Si vous refusez de jouer le rôle de contrepouvoir qui est le vôtre, PAS NÉCESSAIREMENT FACE AU POLITIQUE comme vous en avez l’habitude, vous porterez la responsabilité finale de la destruction du modèle social qui a mis des centaines d’années à émerger, le résultat de combats incessants pour lutter contre la barbarie, ces luttes qui ont placé l’être humain avant l’argent.

Il ne vous est pas demandé davantage que d’approfondir le débat. Interrogez des personnes ayant une vue neutre, ou en tout cas qui se situent en-dehors des milieux financiers ou bancaires qui, de leur côté, ne cherchent qu’à promouvoir l’idéologie correspondant le mieux à leurs intérêts. Lesquels sont bien sûr en totale contradiction avec ceux des représentants les plus fragiles de la société.

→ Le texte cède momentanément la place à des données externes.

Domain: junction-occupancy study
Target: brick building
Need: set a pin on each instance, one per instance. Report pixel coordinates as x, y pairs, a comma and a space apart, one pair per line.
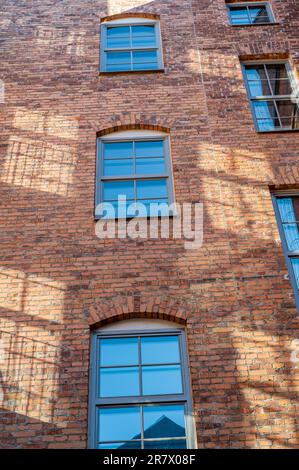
202, 89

Chacun sait que les inégalités se creusent et pourtant, vous vous désintéressez des raisons profondes d’une telle évolution. Ah ! pour des journalistes, vous n’êtes vraiment pas très curieux ! Pourquoi ne pas prendre exemple plutôt (il y en a d’autres heureusement) sur M. Paul Jorion, à la fois anthropologue – ce qui lui permet d’adopter une certaine hauteur de vue ainsi qu’une rigueur scientifique que les politiques ou les financiers peuvent se permettre d’ignorer – et aussi économiste ayant évolué au cœur de la crise des subprimes – ce qui lui permet cette fois d’avoir une compréhension globale des mécanismes en jeu dans le contexte actuel ?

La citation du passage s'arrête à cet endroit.